The scores of physical functioning and overall quality of life in the high-PNI group were significantly higher than those in the low-PNI group both in pre-PSM population and post-PSM population (P < 0.05). The scores of social functioning, fatigue, nausea and vomiting, pain, sleeplessness and diarrhea were higher than those in the low-PNI group in pre-PSM population, and the difference was statistically significant (P < 0.05).

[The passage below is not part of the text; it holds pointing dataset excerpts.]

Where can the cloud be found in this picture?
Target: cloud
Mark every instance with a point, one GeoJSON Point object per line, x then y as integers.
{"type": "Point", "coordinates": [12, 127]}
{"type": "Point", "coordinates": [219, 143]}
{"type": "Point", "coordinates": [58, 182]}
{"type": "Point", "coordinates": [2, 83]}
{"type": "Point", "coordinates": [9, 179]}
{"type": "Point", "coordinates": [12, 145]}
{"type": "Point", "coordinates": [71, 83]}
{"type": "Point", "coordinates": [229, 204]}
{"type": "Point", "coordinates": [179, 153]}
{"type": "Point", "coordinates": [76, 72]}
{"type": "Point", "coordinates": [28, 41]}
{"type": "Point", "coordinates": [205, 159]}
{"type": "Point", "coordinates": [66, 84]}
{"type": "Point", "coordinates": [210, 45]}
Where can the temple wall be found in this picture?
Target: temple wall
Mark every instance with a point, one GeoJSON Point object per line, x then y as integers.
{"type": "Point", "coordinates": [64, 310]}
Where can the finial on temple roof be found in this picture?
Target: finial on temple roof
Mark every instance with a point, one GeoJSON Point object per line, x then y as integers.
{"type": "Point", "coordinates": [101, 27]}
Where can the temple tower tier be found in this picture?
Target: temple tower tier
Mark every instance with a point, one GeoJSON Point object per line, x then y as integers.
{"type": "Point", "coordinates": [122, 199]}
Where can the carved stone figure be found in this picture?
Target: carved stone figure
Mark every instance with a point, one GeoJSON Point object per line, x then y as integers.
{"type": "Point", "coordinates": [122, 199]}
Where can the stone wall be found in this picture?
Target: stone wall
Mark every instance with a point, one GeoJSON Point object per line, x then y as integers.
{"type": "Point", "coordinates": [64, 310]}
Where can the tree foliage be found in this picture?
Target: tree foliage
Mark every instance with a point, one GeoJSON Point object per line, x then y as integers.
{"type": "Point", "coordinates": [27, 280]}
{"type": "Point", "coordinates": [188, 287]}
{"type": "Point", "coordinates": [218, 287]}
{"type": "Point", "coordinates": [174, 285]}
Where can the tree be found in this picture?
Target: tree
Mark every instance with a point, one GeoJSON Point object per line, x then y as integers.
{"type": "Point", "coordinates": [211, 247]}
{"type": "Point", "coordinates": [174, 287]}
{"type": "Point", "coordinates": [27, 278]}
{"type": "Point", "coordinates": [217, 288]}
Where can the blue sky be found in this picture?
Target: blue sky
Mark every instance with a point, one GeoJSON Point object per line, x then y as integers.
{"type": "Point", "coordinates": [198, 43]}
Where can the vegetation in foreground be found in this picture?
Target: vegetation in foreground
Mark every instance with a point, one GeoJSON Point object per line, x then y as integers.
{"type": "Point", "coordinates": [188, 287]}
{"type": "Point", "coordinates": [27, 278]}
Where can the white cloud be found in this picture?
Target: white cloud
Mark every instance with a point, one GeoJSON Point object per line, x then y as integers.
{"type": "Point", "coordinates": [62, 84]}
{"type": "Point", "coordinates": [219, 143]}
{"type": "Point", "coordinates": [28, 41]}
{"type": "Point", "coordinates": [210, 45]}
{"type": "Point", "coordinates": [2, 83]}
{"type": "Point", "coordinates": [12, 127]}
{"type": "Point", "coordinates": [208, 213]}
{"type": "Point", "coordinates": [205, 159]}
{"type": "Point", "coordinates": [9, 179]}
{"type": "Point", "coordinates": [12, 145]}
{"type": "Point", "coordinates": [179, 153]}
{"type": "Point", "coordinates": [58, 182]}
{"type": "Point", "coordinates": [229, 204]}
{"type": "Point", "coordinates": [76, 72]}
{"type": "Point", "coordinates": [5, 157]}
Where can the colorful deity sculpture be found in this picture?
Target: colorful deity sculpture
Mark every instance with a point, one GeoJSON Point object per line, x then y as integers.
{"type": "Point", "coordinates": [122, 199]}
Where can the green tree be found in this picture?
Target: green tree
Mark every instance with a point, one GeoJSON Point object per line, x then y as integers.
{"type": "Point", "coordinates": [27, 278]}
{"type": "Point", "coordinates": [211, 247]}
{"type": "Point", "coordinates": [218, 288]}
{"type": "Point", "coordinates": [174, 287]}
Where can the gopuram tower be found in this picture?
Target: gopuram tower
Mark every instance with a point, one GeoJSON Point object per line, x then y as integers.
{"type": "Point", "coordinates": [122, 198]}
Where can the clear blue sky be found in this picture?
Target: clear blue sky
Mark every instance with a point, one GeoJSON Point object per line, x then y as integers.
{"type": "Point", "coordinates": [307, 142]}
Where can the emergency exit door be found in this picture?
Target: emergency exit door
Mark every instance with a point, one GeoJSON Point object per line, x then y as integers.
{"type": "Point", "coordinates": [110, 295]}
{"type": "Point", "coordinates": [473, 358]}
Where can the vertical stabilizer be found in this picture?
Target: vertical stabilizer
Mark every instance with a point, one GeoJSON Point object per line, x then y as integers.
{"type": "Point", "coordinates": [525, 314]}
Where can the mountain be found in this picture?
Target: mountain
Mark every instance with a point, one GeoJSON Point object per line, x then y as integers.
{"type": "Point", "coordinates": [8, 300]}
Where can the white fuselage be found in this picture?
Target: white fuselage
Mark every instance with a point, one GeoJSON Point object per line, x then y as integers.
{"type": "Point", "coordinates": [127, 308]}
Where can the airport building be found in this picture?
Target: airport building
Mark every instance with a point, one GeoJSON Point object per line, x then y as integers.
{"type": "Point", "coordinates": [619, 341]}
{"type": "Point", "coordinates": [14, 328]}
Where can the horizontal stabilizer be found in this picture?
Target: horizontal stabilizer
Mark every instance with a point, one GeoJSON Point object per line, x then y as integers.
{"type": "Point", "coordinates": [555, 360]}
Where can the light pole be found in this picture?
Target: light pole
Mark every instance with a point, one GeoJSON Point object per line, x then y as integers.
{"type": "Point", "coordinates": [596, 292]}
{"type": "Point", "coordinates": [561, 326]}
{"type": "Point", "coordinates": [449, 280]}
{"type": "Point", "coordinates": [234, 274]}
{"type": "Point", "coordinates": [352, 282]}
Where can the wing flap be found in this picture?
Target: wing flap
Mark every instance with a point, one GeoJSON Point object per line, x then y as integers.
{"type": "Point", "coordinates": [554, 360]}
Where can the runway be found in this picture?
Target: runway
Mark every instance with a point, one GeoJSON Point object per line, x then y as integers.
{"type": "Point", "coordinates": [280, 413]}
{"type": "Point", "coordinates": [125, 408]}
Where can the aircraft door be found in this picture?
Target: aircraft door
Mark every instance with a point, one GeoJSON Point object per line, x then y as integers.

However, the scores of fatigue, nausea and vomiting, pain and diarrhea were higher than those in the low-PNI group in post-PSM population, and the difference was statistically significant (P < 0.05). The results were shown in Figs. 2, 3, Tables 3 and 4.

Column and jitter diagram with error line for physical functioning.

Figure 2: Column and jitter diagram with error line for physical functioning.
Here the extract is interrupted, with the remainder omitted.